Center Goals and Implementation
In 2011, the decision was made to create a centralized command center to address the access and throughput issues. With that decision, three core goals were established:
- Seamless entry of patients into the health system.
- Coordination of the safest, most appropriate transport of patients.
- Efficient management of hospital throughput needs.
We were fortunate to be given the physical space previously occupied by the hospital library, which is a semicircle layout that works perfectly from a collaboration standpoint (see Figure 1). We worked with a space planner and were able to maximize the floor area to create strong partnerships between nurses and dispatchers as well as allow for the proper space for monitors and dashboards. Due to the success of the center and increasing needs, we are in the process of moving to a new, larger 4,400-square-foot off-site space (see Figure 2).
Engaging the staff was also a critical part of the implementation. Open communication, including having everyone who would be impacted involved in the planning, was an important first step. Transparent communications were also essential to overcoming other adoption challenges.
Benefits
The CTaC went live in 2012, and the benefits were felt almost immediately. First, it only takes one call to place a patient. The ability to have real-time capacity updates across all areas, in addition to being able to predict discharge dates based on historical data, had a positive impact on throughput and customer service.
The benefits were especially significant for the emergency department, which had been the biggest point of conflict, and include:
- Ability to see exactly how many patients are in the emergency department and where they’re going, making it possible to know if the department will be ahead on beds and staffing or needs to add more resources.
- Ability to instantly queue a helicopter to launch in order to transport a critically ill patient from a referring hospital.
- Real-time estimated time of arrival and patient updates during transport.
- Ability to launch preplanning before a patient arrives in order to make sure the hospital has the right bed type, leading to better overall outcomes as the right treatment starts sooner.
- Ability to provide the acceptance, as well as the mode of transport, thus removing the burden of transfer logistics.
Outcomes
The outcomes to date have also been significant:
- Eliminating 30 minutes of wasted time per patient means beds become available 30 minutes quicker and overall length of stay decreases.
- Using the metric of 1,900 admitted patients per month moving through the emergency department via the CTaC translates to approximately 60,000 hours saved per month to care for even more critically ill patients and 720,000 hours per year.
- Real-time emergency department alerts make it possible to precisely place patients and free up space to treat more people, resulting in a 50 percent reduction in the time it takes to place a patient in a room.
- There are year-over-year increases in transfer volumes, including a 40 percent increase in transfer admissions to the secondary campus.

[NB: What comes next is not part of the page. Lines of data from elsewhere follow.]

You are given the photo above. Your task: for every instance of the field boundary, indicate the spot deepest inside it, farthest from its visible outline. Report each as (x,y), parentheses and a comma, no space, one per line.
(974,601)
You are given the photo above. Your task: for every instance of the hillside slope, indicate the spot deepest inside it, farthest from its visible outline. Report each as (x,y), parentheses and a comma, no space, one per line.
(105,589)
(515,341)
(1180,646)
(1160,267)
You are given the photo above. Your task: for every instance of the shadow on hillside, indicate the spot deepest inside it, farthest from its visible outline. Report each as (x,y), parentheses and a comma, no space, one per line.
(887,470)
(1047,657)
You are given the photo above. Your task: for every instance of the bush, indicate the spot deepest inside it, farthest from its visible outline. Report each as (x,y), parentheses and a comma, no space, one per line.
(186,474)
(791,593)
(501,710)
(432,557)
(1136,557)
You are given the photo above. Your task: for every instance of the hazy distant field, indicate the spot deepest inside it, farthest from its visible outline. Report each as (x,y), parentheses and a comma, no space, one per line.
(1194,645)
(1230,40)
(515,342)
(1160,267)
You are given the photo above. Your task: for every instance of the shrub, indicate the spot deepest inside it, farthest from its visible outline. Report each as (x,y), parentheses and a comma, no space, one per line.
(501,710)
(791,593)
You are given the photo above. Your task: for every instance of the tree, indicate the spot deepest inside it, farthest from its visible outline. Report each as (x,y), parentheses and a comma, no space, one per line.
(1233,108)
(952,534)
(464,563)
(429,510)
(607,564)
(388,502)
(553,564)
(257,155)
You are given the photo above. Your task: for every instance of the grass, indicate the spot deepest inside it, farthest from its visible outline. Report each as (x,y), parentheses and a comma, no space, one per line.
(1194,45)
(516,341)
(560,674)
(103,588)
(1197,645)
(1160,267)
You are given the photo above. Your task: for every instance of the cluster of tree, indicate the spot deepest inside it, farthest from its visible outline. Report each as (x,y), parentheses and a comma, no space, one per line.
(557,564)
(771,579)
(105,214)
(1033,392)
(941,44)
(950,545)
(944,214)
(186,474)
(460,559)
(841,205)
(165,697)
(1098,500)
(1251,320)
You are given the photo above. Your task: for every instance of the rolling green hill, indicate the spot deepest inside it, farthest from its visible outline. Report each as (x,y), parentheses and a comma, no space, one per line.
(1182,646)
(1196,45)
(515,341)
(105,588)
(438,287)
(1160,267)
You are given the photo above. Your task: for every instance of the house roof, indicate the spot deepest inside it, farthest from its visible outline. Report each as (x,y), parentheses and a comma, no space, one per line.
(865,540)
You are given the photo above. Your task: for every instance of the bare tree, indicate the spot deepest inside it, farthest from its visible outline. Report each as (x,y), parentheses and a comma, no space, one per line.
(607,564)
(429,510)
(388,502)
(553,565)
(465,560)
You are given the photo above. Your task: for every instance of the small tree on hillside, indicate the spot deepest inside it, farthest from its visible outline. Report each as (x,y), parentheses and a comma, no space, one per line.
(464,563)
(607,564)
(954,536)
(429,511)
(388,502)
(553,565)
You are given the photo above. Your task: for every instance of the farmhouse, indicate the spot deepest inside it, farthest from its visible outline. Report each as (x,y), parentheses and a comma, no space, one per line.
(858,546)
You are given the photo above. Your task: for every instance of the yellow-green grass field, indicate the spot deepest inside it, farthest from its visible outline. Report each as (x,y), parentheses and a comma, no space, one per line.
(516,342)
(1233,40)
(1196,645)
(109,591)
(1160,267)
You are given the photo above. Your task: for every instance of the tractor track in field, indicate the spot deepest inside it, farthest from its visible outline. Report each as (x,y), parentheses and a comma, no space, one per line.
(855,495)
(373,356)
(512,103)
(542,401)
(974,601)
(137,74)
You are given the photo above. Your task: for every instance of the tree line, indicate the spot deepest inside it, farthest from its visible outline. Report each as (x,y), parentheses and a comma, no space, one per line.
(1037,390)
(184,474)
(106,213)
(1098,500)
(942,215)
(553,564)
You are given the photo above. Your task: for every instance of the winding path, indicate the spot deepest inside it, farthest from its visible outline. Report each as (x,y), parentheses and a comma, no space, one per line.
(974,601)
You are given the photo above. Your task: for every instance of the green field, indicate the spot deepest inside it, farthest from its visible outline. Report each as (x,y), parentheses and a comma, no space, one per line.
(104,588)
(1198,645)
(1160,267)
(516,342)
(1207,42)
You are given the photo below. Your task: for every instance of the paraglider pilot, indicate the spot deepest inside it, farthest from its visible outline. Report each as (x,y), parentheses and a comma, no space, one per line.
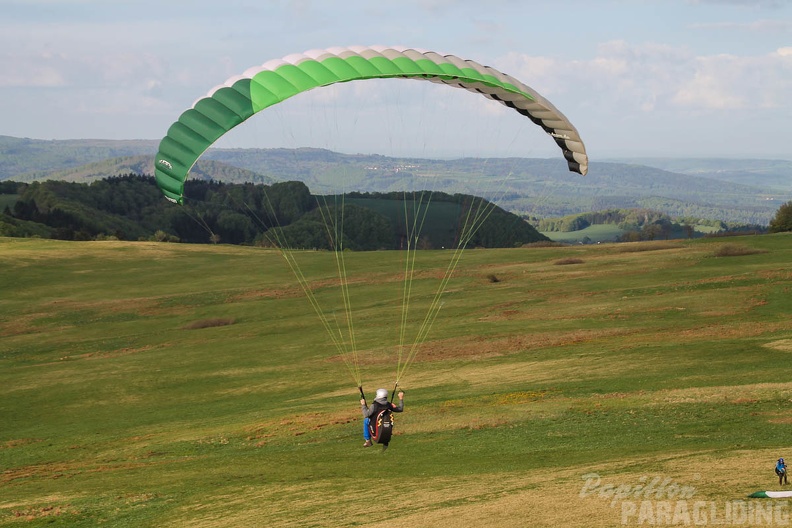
(781,471)
(380,403)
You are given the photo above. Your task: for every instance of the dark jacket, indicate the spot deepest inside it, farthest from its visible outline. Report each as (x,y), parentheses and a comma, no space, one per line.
(380,404)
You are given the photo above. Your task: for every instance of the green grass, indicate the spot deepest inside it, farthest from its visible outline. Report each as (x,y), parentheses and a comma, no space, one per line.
(122,404)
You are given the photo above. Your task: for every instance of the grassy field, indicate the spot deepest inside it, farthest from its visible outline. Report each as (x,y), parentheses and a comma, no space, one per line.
(146,384)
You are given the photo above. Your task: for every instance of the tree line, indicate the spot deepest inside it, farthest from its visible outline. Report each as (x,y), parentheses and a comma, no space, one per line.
(131,207)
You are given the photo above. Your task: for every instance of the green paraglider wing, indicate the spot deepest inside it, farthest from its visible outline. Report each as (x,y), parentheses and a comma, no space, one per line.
(260,87)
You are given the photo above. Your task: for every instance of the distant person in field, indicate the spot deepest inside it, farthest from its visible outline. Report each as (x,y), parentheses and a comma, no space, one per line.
(381,403)
(781,471)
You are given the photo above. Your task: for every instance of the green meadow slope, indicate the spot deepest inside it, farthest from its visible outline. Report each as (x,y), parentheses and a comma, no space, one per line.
(152,384)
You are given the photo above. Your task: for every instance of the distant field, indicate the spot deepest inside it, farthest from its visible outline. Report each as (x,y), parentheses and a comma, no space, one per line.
(146,384)
(594,233)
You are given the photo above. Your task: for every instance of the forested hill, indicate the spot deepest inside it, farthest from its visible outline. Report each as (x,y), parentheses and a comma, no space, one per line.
(733,191)
(131,207)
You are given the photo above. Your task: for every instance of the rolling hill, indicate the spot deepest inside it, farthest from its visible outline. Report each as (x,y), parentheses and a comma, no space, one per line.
(742,191)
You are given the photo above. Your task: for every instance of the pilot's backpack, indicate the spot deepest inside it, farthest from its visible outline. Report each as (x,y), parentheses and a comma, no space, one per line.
(381,426)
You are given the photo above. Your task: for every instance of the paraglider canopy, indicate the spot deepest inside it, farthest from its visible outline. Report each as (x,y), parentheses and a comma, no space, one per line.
(240,97)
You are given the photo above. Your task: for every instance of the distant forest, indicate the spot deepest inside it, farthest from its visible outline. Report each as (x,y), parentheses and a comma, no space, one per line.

- There is a decrease of 0.3 days in intensive care length of stay.
- The CTaC plays a central role in emergency operations and disaster management logistics at both the local and regional levels.
- The six dimensions of quality outlined by the Institute of Medicine are positively impacted.
- A real-time dashboard for senior leadership helps them monitor patient flow and make short- and long-term strategic decisions.
Conclusion
Providing exceptional care to patients and their families is at the heart of what we do—the CTaC helps us maximize our capacity to do that. By providing us with highly accurate real-time data, it enables us to drive systematic change at our organization.
Dr. Haskins is an emergency physician, medical director of Carilion Clinic’s Transfer and Communications Center (CTaC), and assistant professor of emergency medicine at Virginia Tech Carilion School of Medicine and Research Institute.